In The Heart of the Sea

IN THE HEART OF THE SEA (AU CŒUR DE L’OCEAN) – USA/2015/Couleur/ 121 mn

Herman Melville (Ben WISHAW) se rend dans une auberge pour y retrouver le dernier survivant du baleinier Essex, Thomas Nikerson (Brendan GLEESON), qui coula 30 ans plutôt dans les eaux du Pacifique, avec la ferme attention de recueillir ce témoignage qui saura lui apporter la matière à son prochain ouvrage : Moby Dick. Mais Thomas Nikerson est une pierre et le regard ne peut s’empêcher de laisser paraître une certaine émotion à l’évocation de ce souvenir traumatisant. Pourtant Herman Melville est bien motivé à le faire parler et peu importe si la somme qu’il met sur la table soit élevée. Il sent que ce que renferme cet homme est la clé de son inspiration…

30 ans plutôt, nous sommes sur l’île Nantuckett, non loin de Boston. Owen Chase (Chris HEMSWORTH) quitte sa femme enceinte pour retrouver l’équipage de l’Essex avec la frustration de l’homme ambitieux qu’une parole non tenue entretient encore au poste de second. C’est la fierté contenue en lui qu’il doit assister ce jeune capitaine inexpérimenté, George Pollard (Benjamin WALKER) qui doit sa responsabilité à son nom et son sang.

Heart of the sea.jpg

Les dissensions se cumulent, la tension se forge entre les deux hommes, exacerbée par le fait qu’aucunes baleines ne croisent leur chemin, les forçant à passer le Cap Horn. Lors d’une escale en Equateur, ils apprennent l’existence d’un ban de baleines dans les eaux du Pacifique… mais ils entendent aussi une histoire étrange qu’ils ne prennent pas au sérieux, évoquant l’existence d’un cachalot blanc titanesque extrêmement agressif.

Ron HOWARD retrouve une nouvelle fois Chris HEMSWORTH, pour une épopée qu’il ne pouvait qu’être amener à tourner, tant les mythes fondateurs et le dépassement nourrissent sa filmographie. Après le Temps, la Mort, le Feu, les Etoiles, la Folie, le Grand Ouest et le Bitume, c’est au tour des océans de nourrir sa dernière production, inspirée d’un ouvrage de Nathaniel PHILBRICK racontant l’histoire vraie de ce navire qui fut coulé par un cachalot et qui inspira Herman MELVILLE pour Moby Dick.

Mais IN THE HEART OF THE SEA raconte-t-il seulement la génèse de l'histoire d'un homme obsédé par un cachalot ?

Hear of the sea picture.jpg

1820, l’Essex est attaqué par un cachalot.
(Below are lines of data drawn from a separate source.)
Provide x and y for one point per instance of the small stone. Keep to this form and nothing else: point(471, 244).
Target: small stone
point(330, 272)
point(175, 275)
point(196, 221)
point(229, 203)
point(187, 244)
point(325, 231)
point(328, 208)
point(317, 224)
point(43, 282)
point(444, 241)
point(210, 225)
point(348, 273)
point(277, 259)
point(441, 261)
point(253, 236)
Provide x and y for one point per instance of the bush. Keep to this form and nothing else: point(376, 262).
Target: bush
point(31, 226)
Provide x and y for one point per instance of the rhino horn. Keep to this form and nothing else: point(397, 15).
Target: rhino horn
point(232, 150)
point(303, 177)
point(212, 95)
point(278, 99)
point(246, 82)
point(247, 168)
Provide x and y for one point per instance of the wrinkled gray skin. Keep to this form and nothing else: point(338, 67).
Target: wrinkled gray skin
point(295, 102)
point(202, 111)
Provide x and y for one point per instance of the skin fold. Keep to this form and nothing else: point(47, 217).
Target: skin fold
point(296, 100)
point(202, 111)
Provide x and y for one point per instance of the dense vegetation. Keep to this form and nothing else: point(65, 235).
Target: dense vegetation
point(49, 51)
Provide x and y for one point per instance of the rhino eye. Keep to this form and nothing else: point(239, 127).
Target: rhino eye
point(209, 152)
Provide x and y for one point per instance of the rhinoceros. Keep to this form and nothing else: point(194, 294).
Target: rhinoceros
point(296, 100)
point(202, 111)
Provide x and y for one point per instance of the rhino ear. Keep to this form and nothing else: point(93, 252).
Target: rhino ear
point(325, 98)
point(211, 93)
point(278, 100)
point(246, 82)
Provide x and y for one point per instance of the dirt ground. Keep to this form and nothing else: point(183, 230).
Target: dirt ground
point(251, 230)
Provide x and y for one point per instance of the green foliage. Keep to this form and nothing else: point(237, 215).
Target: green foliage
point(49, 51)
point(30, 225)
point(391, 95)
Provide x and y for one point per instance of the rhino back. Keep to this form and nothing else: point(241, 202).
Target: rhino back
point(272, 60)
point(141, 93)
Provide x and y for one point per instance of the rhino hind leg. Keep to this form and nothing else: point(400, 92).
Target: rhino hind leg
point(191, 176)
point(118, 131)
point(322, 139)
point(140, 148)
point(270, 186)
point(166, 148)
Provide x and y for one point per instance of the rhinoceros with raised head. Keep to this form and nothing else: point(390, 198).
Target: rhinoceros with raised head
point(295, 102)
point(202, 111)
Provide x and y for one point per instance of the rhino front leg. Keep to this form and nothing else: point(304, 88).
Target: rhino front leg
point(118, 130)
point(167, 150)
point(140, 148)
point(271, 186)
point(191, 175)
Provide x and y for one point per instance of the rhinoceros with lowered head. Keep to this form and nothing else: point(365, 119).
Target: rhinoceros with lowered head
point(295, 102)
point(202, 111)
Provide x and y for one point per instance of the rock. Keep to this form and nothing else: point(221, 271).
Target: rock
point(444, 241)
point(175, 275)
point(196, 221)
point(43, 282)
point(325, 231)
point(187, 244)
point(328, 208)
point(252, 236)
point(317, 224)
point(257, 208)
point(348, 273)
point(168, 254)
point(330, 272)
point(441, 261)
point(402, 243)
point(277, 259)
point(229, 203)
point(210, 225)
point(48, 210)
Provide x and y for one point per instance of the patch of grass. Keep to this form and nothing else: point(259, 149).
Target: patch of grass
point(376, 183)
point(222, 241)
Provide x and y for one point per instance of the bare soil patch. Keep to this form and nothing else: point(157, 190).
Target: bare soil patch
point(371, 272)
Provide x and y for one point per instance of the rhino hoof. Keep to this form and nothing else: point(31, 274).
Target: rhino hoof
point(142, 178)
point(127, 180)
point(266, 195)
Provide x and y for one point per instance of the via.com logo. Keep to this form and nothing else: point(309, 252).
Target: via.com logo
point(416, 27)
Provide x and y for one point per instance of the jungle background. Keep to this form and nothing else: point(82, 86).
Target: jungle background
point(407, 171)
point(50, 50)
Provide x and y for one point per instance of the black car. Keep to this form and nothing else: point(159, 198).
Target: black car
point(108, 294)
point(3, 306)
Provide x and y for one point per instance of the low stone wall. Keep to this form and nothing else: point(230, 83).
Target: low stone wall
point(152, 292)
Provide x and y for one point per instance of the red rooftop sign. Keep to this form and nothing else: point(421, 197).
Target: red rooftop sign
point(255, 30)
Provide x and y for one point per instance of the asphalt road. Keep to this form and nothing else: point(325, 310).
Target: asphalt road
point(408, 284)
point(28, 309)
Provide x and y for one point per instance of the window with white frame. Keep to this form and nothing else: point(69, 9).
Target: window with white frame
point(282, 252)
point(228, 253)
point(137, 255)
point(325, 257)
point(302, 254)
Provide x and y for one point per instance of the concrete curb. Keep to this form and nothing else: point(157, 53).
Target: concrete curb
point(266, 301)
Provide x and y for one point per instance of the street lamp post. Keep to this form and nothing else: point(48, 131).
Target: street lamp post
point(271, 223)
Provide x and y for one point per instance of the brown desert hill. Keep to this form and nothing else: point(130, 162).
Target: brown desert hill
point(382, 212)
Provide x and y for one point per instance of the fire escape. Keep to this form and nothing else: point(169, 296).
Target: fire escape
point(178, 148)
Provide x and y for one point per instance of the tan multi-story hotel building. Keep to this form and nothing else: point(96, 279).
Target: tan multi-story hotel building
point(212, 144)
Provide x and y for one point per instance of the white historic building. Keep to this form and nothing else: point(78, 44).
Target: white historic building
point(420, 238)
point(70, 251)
Une année charnière pour la chasse à la baleine puisque ce sera le début de la chute de l’empire de Nantuckett, épicentre de l’empire maritime de l’époque qui s’étend de l’Atlantique au Pacifique, où l’huile de baleine est l’or blanc grâce à quoi prospère la côte Est.

Rappelons que le cétacé n’est pas un simple animal, la science ayant depuis reconnue en lui des aptitudes cognitives proche de l’intelligence. Animal social, communicant, stratège – de fait de son besoin naturel de survivre aux attaques de ces prédateurs – il est intéressant de constater que, tant que les navire de pêche étaient en bois et donc bien plus vulnérable que ce qu’ils sont désormais, des navires coulaient, attirés au fin fond du Pacifique pour ne jamais y remonter à la surface.

 

Ne se serait-il pas déroulée une guerre silencieuse inter-espèce, entre des mammifères marins chassés et prêts à en découdre et des baleiniers inconscients de l’intelligence auquel ils s'opposaient, amenant l’empire commercial de Nantuckett à s’écrouler avec son économie ? C'est une explication que portent certains experts sur cette histoire, étayée par les découvertes récentes sur le comportement animal et des grands prédateurs.

Le diable est dans les détails et au cinéma, il se glisse dans un échange entre deux personnages, quand l’un évoque l’émergence d’une nouvelle huile qui impose sa valeur sur le marché : l’huile noir, le pétrole, qui participera aussi à la ruine de ce bref empire.

Ron HOWARD, pousse les limites de l'immersion en usant de micro camera, qui fait parfois corps avec le navire.

Malgré quelques incohérences photographiques qui font penser que nombres de scènes ont été tournées en studio sur fond vert quand elles n'ont pas été un peu trop étalonnées numériquement, l’épique reste au rendez-vous, où l’homme s’oppose aux éléments et à la Nature, malgré sa vulnérabilité.